Dempster teaches at the University of San Francisco, where he is a witness to an emerging, subsequent generation.
“I’m excited by the work I’ve seen them doing,” he said. The work they are producing has influences ranging from pop culture to hip hop. Like Chang, he notices writers of multiple ethnic backgrounds growing. “The new generation is broadening the definition of Asian,” said Dempster. “They are still evolving.”
Hashimoto, a third-generation Japanese American (Sansei), has taught writing for 24 years at Highline Community College, where she’s also seen an evolution.
“It’s wonderful to see the growth and diversity of younger writers and how they are treating old subjects with new insights,” she said.
Hashimoto’s work often touches on the notion of family and history. “Memories of my parents and grandparents grow stronger as I grow older,” she said. Executive Order 9066 and the internment of Japanese Americans during World War II is a recurring theme in Hashimoto’s work.
Dempster’s poetry and scholarship are also informed by family history. He is half Japanese American and half European American. Dempster also sees his generation of poets branching out more often.
“The prior generation is a little closer to those events by virtue of what generation they are,” he said. “We are inheriting the history.”
While Dempster’s work does draw on personal histories, he focuses on other things that intertwine with race. Issues of gender and power play a strong role in his writing. His debut poetry collection, “Topaz,” published by Four Way Books, was released last year. It draws on the histories of the internment camps and its effects on future generations of Japanese Americans.

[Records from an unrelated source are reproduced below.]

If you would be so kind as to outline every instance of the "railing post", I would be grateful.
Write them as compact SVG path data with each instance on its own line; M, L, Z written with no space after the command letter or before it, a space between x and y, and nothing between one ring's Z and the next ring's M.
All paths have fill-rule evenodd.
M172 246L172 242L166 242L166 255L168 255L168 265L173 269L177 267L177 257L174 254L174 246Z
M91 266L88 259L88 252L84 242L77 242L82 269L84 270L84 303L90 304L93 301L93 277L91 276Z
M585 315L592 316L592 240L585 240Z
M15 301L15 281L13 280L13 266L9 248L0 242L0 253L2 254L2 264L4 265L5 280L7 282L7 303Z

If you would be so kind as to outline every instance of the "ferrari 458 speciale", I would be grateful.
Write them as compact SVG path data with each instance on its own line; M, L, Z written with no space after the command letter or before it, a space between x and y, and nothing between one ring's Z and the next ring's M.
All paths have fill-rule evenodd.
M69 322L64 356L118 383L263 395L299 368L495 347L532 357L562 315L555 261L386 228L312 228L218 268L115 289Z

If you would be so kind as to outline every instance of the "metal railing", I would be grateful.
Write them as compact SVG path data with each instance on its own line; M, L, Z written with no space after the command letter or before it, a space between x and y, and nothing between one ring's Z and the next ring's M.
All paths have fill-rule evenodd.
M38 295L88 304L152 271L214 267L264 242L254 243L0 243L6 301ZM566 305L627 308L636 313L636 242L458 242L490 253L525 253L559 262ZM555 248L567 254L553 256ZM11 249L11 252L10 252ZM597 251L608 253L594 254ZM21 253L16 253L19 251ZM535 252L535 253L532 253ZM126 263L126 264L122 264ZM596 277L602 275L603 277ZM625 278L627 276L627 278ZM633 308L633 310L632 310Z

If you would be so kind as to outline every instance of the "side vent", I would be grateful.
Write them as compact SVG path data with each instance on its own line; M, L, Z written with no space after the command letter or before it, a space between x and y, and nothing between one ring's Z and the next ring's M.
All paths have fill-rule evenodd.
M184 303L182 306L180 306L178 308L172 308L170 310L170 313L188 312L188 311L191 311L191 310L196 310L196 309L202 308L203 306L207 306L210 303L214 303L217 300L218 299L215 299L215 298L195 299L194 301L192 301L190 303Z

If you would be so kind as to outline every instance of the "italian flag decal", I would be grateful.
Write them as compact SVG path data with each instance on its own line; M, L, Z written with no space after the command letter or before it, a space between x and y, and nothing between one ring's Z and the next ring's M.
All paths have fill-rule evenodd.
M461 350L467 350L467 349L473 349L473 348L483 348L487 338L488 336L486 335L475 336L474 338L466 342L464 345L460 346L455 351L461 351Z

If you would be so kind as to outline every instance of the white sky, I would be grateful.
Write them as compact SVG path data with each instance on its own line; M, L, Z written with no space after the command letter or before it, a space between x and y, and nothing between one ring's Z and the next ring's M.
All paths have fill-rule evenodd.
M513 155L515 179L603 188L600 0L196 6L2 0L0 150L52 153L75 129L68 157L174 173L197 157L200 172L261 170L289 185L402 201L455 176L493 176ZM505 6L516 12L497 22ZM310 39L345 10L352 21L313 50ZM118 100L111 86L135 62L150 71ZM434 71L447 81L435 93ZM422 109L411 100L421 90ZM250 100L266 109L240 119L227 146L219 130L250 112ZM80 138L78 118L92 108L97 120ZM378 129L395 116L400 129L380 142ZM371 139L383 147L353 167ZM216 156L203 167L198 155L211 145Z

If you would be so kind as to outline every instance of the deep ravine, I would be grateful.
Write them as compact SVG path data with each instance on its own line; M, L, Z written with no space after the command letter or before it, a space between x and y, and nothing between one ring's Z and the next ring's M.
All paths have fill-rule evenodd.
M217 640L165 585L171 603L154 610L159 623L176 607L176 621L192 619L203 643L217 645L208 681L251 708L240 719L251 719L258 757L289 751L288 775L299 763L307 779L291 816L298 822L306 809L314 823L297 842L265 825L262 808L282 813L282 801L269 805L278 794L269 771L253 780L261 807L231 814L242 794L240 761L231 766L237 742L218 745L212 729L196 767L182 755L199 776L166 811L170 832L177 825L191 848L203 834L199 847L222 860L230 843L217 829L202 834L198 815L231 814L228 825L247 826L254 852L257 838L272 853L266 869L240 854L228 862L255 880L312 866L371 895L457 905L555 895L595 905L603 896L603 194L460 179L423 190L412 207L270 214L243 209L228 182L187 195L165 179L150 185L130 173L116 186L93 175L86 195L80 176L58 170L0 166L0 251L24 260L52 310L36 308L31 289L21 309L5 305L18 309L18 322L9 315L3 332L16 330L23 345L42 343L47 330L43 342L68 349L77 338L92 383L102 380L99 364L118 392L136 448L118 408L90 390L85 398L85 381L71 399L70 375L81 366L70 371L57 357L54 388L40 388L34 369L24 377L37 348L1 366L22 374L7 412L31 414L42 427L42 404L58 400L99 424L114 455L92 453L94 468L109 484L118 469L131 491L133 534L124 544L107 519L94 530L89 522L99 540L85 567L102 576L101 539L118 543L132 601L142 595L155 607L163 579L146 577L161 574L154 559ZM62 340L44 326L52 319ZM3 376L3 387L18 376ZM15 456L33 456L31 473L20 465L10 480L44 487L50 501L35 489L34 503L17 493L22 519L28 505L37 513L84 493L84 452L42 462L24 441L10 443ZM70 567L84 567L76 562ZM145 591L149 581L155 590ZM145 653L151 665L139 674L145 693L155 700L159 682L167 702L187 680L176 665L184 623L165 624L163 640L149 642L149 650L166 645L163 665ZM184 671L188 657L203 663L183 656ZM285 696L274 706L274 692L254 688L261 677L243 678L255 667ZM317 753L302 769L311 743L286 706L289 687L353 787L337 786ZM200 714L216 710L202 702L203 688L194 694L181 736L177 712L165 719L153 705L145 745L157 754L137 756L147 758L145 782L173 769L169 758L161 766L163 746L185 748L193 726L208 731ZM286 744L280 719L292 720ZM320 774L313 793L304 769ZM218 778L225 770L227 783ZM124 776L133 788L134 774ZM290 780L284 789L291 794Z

Kim’s parents migrated from Korea in the 1960s. She considers herself as much American as she is Korean. Her 2011 debut poetry collection from Milkweed Editions, “What have you done to our ears to make us hear echoes?” picks from Korean folk tales as much as Western folk tales, she said.
“I think that being one of these hyphenated identities, an ‘Ethnic’-American, sometimes has me focusing on the non-American part,” she said. “But to ignore all of the Western influences in my life would create some kind of black hole in my writing.”
Lieberman’s writing drew from her mixed Vietnamese and Jewish heritage before her tragic death from cancer at age 39. “She was a really talented poet,” said Dempster. Her second book of poetry, “In Orbit,” was published posthumously by Blue Begonia Press.
Dempster considers two things to be important in his success as a writer and as advice to younger writers: persistence and mentorship. “Find people who will be long-term mentors,” he said. “Develop mentorship, community, and friends.” (end)
“Asian Pacific American Poetry Across the Generations” will feature readings by Brian Komei Dempster, Sharon Hashimoto, Arlene Kim, and Alan Lau, and a tribute to Kim-An Lieberman, at the University Bookstore (4326 University Way N.E.) on June 3, at 6:30 p.m. Admission is free.